Couverture Le Traité des supplices


Eté 1794. L'exécution de Robespierre, et de beaucoup d'autres avant et avec lui, a mis fin à la Terreur. Mais, dans le pays tout entier, cette période terrible, d'une violence inouïe, a laissé des traces indélébiles. A Lyon, par exemple, on a beau se réjouir de la chute du tyran, on ne peut oublier les massacres qui ont ensanglanté la ville depuis des années. Pour essayer d'exorciser l'horreur vécue sous la Terreur, une partie de la population de la ville décide de s'en prendre à un des symboles de cette tyrannie : la prison des Recluses, où les condamnés attendaient un sort funeste mais, paraît-il, parfaitement égalitaire...

Une espèce de prise de la Bastille à l'envers, en quelque sorte... Geste inutile, mais vrai exutoire. La populace ne rencontre aucune résistance à son action, la prison est vite conquise. Et, au sous-sol, un petit groupe de personnes va découvrir l'horreur à l'état brut : des corps, encore des corps, un très grand nombre de corps mutilés, torturés, massacrés, laissés là comme un tas d'ordures dans une décharge publique.

Parmi les quatre hommes qui font cette découverte macabre, on trouve un prêtre, l'abbé la Madelle, un juge nommé Pilar, un jeune avocat, Chalais et un médecin, le docteur Müller. Pour ces hommes, pourtant habitués à côtoyer l'horreur depuis des années, le choc est immense. La colère, aussi.

Une colère qui se concentre sur un seul être, le seul capable d'avoir commis ces actes ignobles, tant il en a déjà commis et ordonné à Lyon : Joseph Fouché.

Sauf que Fouché, sentant le vent tourner, a pris la poudre d'escampette. L'homme est introuvable mais la rumeur court qu'il aurait regagné Paris. Alors, les quatre hommes, prêts à tout pour que le monstre Fouché soit condamné à son tour pour tous les crimes dont il est responsable, décident de laisser leur ville de Lyon panser ses plaies et gagnent la capitale, dans l'espoir d'y retrouver la trace de Fouché.

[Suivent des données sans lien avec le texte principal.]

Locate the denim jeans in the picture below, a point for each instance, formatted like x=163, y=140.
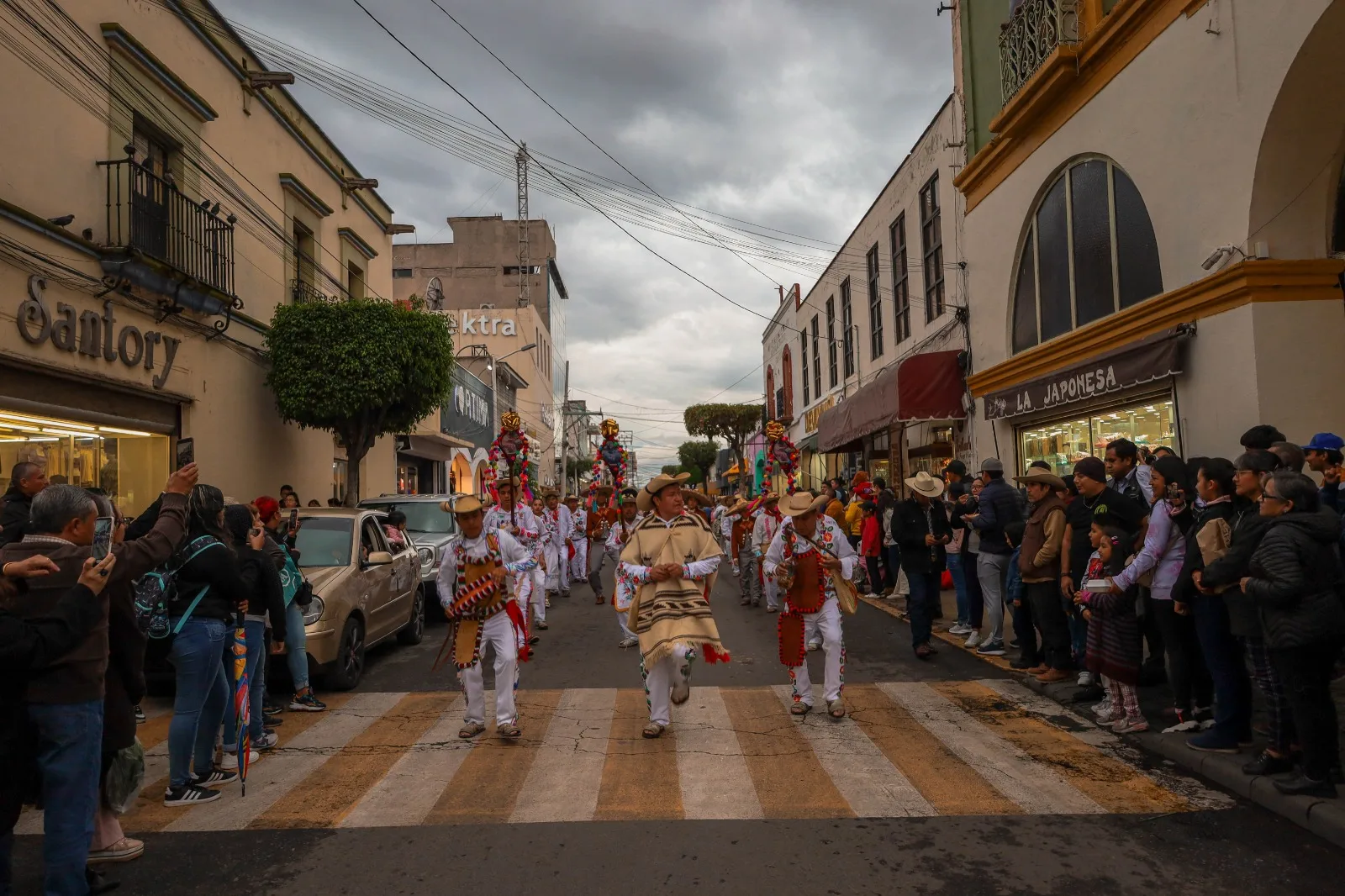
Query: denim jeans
x=256, y=633
x=71, y=759
x=959, y=587
x=925, y=588
x=198, y=709
x=296, y=646
x=1224, y=660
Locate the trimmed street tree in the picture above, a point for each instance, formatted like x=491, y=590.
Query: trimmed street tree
x=697, y=458
x=735, y=424
x=358, y=369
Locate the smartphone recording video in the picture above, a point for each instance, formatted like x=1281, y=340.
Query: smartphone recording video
x=103, y=537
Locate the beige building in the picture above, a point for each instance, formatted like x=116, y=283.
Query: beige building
x=159, y=198
x=1156, y=221
x=474, y=282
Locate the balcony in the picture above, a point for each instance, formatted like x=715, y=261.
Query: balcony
x=1028, y=40
x=150, y=217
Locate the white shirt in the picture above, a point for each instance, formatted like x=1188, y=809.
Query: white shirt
x=517, y=559
x=838, y=546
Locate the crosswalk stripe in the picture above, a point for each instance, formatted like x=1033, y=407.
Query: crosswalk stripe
x=412, y=786
x=334, y=788
x=869, y=783
x=1113, y=784
x=952, y=786
x=567, y=774
x=1035, y=788
x=150, y=814
x=715, y=775
x=282, y=770
x=789, y=777
x=488, y=783
x=639, y=777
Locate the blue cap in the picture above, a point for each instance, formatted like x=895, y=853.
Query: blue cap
x=1325, y=441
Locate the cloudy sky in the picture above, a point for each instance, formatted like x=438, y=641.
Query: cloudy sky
x=786, y=113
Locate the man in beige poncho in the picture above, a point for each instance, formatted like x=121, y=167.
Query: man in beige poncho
x=663, y=582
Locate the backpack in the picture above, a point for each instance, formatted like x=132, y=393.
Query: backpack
x=156, y=589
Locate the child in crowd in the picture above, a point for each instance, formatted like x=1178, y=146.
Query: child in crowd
x=871, y=546
x=1114, y=645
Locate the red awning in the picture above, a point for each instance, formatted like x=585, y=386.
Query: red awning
x=930, y=387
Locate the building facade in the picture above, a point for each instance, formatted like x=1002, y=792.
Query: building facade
x=474, y=282
x=1154, y=221
x=868, y=361
x=161, y=195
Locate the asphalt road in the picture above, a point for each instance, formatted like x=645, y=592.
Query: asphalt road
x=804, y=844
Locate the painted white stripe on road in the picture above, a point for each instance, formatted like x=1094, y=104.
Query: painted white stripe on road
x=414, y=784
x=287, y=767
x=864, y=775
x=716, y=782
x=567, y=772
x=1035, y=788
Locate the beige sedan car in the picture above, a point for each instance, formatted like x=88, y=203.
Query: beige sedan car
x=365, y=589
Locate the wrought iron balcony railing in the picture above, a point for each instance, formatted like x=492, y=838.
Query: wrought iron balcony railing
x=148, y=214
x=1028, y=40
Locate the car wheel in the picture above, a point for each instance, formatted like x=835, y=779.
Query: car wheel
x=414, y=627
x=350, y=656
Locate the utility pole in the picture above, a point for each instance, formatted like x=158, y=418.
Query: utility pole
x=525, y=256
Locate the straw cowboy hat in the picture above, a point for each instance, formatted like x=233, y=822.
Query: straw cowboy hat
x=462, y=505
x=926, y=485
x=1042, y=477
x=802, y=502
x=645, y=501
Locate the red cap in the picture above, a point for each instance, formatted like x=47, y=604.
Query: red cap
x=266, y=508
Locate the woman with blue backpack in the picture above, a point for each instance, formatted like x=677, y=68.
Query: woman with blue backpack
x=205, y=603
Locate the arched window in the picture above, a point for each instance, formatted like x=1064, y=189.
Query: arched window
x=1089, y=252
x=770, y=392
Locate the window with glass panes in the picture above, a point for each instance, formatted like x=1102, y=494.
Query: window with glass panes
x=931, y=246
x=874, y=306
x=1089, y=250
x=847, y=327
x=900, y=282
x=831, y=340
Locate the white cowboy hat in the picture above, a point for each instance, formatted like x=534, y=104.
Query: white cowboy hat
x=926, y=485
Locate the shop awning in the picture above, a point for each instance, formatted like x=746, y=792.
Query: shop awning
x=930, y=387
x=1133, y=365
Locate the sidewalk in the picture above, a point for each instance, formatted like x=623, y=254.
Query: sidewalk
x=1322, y=817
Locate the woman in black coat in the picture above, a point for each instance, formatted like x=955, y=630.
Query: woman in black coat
x=1295, y=580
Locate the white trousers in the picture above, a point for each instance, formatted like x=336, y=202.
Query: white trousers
x=659, y=680
x=578, y=566
x=826, y=623
x=497, y=634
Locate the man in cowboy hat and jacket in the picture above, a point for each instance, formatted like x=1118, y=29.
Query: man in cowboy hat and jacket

Et, pour marquer leur détermination, sous l'impulsion de l'abbé la Madelle, ils baptisent leur petit groupe les "Compagnons de Jéhu", du nom d'un roi biblique qui chassa d'Israël les fidèles du culte de Baal. Mais les "Compagnons de Jéhu" ont beau être animé par une noble cause, alimentée par la flamme de la justice, ils n'en sont pas moins d'une naïveté terrible qui, à Paris, va vite devenir un lourd handicap, voire, carrément, un défaut mortel.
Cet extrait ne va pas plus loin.